Figure 3. P53-bound enhancers and target genes are insensitive to MED14 depletion

a, P53 motifs and ChIP-seq peaks in STARR-seq enhancers sorted from least to most affected upon MED14 depletion. P-values: one-sided Fisher’s exact test (top against bottom 20%). b, Activity change for P53-bound (N=621) vs. other (N=5628) enhancers in MED14- (left) and BRD4-AID (right) cells. c, Enhancer activity (merged normalized STARR-seq replicates) and nascent transcription (merged normalized PRO-seq replicates) in RRM2B locus upon P53 induction with Nutlin-3a in MED14- and BRD4-AID cells with and without auxin (IAA). d, Differential gene PRO-seq in MED14-AID cells (left: +/- auxin; right: auxin+Nutlin-3a vs. auxin-only; FDR≤0.05; fold-change≥2; N=2 independent replicates; yellow: 151 Nutlin-3a-induced genes [Extended Data Fig. 4b]). PRO-seq fold-change for P53 targets (left; N=243 [Extended Data Fig. 4c]) and distal P53-bound sites around targets (right) in MED14-AID cells upon Nutlin-3a with (+IAA) or without auxin (-IAA). N = 243, 20964, 233, 346 for P53 targets, other genes, P53- and FOS-bound enhancers, respectively. f, Differential PRO-seq analysis for distal P53- or FOS-bound enhancers upon Nutlin-3a in auxin-treated MED14-AID cells. g, Expression (qPCR) of P53 targets in auxin- or/and Nutlin-3a-treated MED14-AID cells. N=3 independent replicates; mean +/- SD; P-values: two-sided Student’s t-test. h, MED1 IF with concurrent RNA-FISH against P53 target p21 (top) and control TRIB1 gene (bottom) in Nutlin-3a-treated HCT116 cells. Left: gene loci with P53, FOSL1 and MED1 ChIP-seq signal and intronic FISH target sequence (magenta). Dashed line: nuclear periphery. Right: mean RNA-FISH and MED1-IF signals centred on FISH spots, or random spots (n=number of spots). i, MED1 IF signal at FISH spots, normalized to mean MED1 IF signal at random regions. j, Distance between FISH spot and nearest MED1 IF spot. In i and j, N = 127, 50, 133, 118 FISH spots for p21, RRM2B, TRIB1 and MYC, respectively. In b, e, i and j, boxes: median and interquartile range; whiskers: 5th and 95th percentiles; P-values: two-sided Wilcoxon rank-sum test.

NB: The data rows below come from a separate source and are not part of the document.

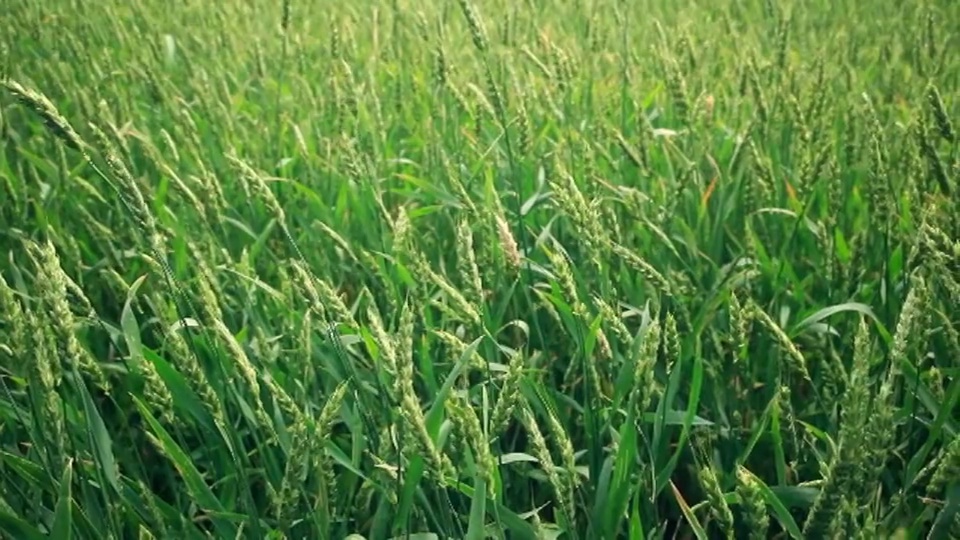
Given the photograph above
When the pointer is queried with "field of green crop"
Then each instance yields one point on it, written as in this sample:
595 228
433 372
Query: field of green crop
473 269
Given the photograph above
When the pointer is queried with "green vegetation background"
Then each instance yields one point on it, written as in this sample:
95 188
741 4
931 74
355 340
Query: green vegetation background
589 269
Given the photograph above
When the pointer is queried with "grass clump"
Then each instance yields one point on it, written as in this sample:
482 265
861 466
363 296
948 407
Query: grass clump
602 270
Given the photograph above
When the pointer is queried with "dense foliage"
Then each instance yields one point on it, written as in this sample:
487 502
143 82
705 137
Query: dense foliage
587 270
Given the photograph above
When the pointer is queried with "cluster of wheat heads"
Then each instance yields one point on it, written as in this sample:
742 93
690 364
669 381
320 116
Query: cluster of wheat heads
472 269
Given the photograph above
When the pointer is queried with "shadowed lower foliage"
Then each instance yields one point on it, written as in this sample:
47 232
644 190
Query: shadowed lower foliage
479 269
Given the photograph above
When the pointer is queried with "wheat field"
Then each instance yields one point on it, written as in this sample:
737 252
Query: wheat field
479 269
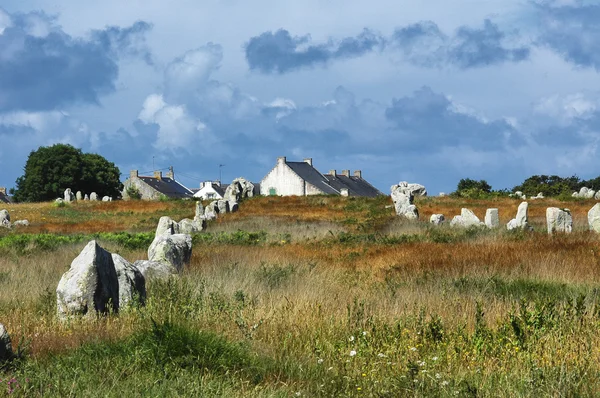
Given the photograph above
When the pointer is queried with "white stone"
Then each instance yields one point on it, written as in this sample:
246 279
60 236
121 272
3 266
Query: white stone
521 220
69 197
4 218
174 250
238 190
90 285
412 189
559 220
491 219
594 218
6 352
436 219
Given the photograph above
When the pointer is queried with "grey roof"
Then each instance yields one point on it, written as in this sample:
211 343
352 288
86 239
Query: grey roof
168 187
5 198
356 186
312 176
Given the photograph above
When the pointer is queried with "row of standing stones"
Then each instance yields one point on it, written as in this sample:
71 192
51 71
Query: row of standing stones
557 220
69 197
99 282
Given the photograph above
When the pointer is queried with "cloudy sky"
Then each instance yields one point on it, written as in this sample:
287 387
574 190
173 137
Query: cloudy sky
429 91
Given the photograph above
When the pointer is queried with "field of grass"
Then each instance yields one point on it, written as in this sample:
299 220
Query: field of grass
318 296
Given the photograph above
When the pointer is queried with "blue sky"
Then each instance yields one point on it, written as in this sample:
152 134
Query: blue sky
428 92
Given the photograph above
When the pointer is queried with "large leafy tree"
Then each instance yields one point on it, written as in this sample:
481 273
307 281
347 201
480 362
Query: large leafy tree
50 170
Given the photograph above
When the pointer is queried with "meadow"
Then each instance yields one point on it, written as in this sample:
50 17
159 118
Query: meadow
312 296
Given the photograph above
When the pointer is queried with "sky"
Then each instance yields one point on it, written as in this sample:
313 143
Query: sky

Figure 4. Combination of TATA- and CCAAT-boxes renders transcription of LTR12 retrotransposons and histone genes independent of BRD4

a, LTR12D element with increased enhancer activity upon BRD4 degradation. b, Enhancer-activity change upon BRD4 depletion for LTR12- (N=117), LTR10-overlapping (N=198) and all other (N=5935) enhancers. c, Change in endogenous LTR12 expression (qPCR) upon auxin treatment of BRD4- or MED14-AID cells. N = 7, 5, 3 independent replicates for Parental, BRD4- and MED14-AID cells, respectively. d, Occurrence of TATA- and CCAAT-boxes in LTR12 repeats with STARR-seq activity, relative to their endogenous TSSs. e, Change in endogenous LTR12 expression (qPCR) upon BRD4 depletion before and after NFYA & NFYB knock-down. N=6 independent replicates. f, Differential analysis (+/-auxin) of PRO-seq in promoter+pause region (left) and gene body (right) for BRD4-AID cells (FDR≤0.05; fold-change≥2; yellow: histone genes; N=2 independent replicates). g, Change of PRO-seq signal in promoter+pause region and gene body in BRD4-AID cells (left) and gene body in MED14-AID cells (right) for histone genes (N=50) vs. all other expressed genes (N=11869). h, PRO-seq signal at HIST1H2BD in BRD4- and MED14-AID cells +/-auxin (normalized signal for merged replicates). i, Transcription (base-pair resolution; Extended Data Fig. 9b) from WT and mutant HIST1H2BD promoters (top) and from neutral sequences with inserted LTR12-derived TATA- and/or CCAAT-boxes (bottom). Mean normalized STAP-seq signal across barcodes and replicates (N=2 independent replicates, 5 barcodes per sequence) in +auxin (red) vs. -auxin (blue) BRD4-AID cells is overlaid. j, STAP-seq signal for WT and mutated versions of histone and LTR12 promoters (left; N=50), and for random neutral sequences with inserted TATA- and/or CCAAT-boxes (right; N = 90, 120, 900 for WT, single insertions and double insertions, respectively). In b, g, j, boxes: median and interquartile range; whiskers: 5th and 95th percentiles; P-values: two-sided Wilcoxon rank-sum test. In c, e, mean +/- SD; P-values: two-sided Student’s t-test.